Do not listen to Mr. Market
Mr. Market is an invention of the famous investor Benjamin Graham, who was the first proponent of value investing. Graham used an imaginary investor called Mr. Market, a very obliging fellow who turns up every day willing to buy and sell any number of shares in any company. You as an investor can trade with Mr. Market or ignore him completely, he will not be offended and will be back the following day to quote another price. He represents the stock market and has some serious psychic problems. Often the price quoted by Mr. Market seems plausible, but most of the time it is ridiculous. Sometimes he is very depressed, everything goes downwards and and his prices are low. But then his mood changes and suddenly he gets very enthusiastic and everything is alright again, prices rise.
Markets are irrational
As pointed out in our article about Benjamin Graham’s margin of safety, markets are irrational. Wise investors take advantage of this fact. If Mr. Market’s price is unreasonably high, then wise investors have the opportunity to sell. On the other hand, if it is unreasonably low, then you have the opportunity to buy a good company for a cheap price. Wise investors should always know the real value of an investment. You should buy and sell accordingly and not allowing Mr. Market to make a fool of you by offering you wrong prices.

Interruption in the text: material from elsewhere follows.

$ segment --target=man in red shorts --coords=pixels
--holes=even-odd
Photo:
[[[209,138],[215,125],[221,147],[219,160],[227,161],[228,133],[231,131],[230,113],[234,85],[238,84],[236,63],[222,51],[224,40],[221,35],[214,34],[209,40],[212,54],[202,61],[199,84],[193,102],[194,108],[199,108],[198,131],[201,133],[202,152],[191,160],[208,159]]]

Trust Mr. Value and make own decisions
In contrast, there is also Mr. Value. This guy is quite boring most of the time. He is the one working hard on the fundamentals and improves his company’s value every day. Mr. Value represents the economy and he is the one who really built it. Listen to him, not to Mr. Market.
A lot of investors are under the influence of Mr. Market. They look up there stocks everyday, are shocked when the price goes 5% down and buy like crazy when prices went up for a few months. Do not listen to Mr. Market anymore and make your own decisions based on fundamentals and the real value of the investment.